Of course monks and nuns and lots of other people knew this a thousand years ago. But all of this know-how seems so distant to a culture that depends on thick insullation and on central heat and air. Of course I would not want to trade this away on days when it soars to 102 or dips to 10. On those days the romanticism in me discretely slips away. But on the other hand, we would all do well to appreciate the worldly wisdom of the monastic builders of a thousand years ago. Before we dismiss them as hopeless primitives, let us remember that they have more than a few things to teach us about heating and air-conditioning.
+A Summer Note
While peace and quiet seem to reign on the campus throughout most of the summer, the list of recent activities might suggest that the place is not as sleepy as you would imagine. As I walked around Saint John’s a week ago Saturday, the steps of the Abbey church were crowded with a big wedding party. Elsewhere you could find the remains of a high school football camp, and on that particular Saturday the parents of a high school ministry conference joined their sons and daughters at the Abbey Mass. Also that weekend we hosted a reunion of alumni of the University choirs. The latter group brightened our worship immensely by singing at the Abbey Mass on Sunday.

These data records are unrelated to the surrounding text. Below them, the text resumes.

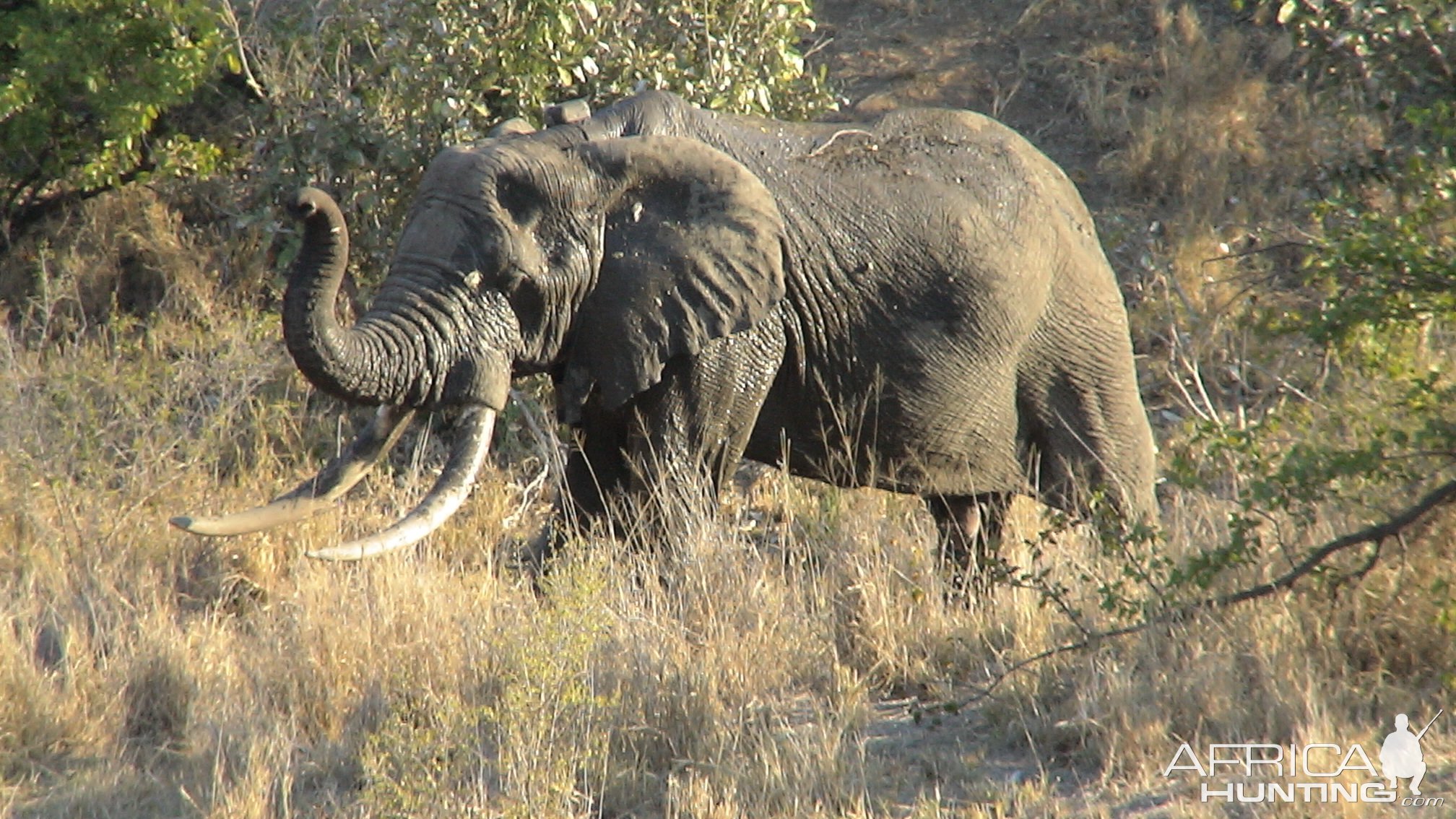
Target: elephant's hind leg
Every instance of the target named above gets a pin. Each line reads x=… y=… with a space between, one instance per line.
x=970 y=535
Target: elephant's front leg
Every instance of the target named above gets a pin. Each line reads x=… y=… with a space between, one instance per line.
x=669 y=451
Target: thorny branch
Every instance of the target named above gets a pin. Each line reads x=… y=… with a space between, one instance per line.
x=1377 y=534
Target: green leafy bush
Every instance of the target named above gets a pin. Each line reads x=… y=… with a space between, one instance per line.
x=87 y=85
x=361 y=95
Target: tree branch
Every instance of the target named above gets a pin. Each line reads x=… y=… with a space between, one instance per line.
x=1394 y=528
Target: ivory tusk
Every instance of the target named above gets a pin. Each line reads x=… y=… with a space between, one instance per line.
x=471 y=446
x=315 y=495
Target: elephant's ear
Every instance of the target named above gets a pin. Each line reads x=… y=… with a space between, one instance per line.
x=693 y=251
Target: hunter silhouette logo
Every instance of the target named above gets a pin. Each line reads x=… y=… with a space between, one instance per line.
x=1401 y=754
x=1312 y=773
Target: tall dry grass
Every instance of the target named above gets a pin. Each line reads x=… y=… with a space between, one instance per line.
x=794 y=654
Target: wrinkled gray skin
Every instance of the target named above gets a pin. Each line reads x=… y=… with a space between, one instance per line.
x=919 y=305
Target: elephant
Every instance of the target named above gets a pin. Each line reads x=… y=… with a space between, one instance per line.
x=918 y=303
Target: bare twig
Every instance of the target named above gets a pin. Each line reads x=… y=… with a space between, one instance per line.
x=1257 y=251
x=1377 y=534
x=838 y=134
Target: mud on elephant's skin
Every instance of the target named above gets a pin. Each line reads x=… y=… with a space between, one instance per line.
x=919 y=303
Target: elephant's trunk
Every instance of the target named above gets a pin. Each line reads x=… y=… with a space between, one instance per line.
x=363 y=363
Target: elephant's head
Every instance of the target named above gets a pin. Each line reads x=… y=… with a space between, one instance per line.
x=594 y=260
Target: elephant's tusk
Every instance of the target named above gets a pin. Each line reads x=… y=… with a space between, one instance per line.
x=472 y=443
x=315 y=495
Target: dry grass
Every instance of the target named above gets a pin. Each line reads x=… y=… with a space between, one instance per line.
x=786 y=658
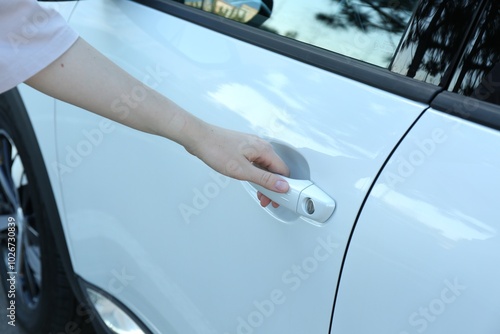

Of course the summer theology courses tend not to attract a rowdy bunch, but they do bring some welcome visitors to the monastery. Benedictines from abbeys in California, Louisiana and North Dakota are here for a few weeks, as are Trappist monks from Oregon, California and Kentucky. The prize for the furthest-travelled monk goes hands-down to Fr. Lazlo of the Abbey of Pannonhalma in Hungary. For their part, our monastic guests seem to enjoy their time at Saint John’s. And for our part they broaden our horizons enormously.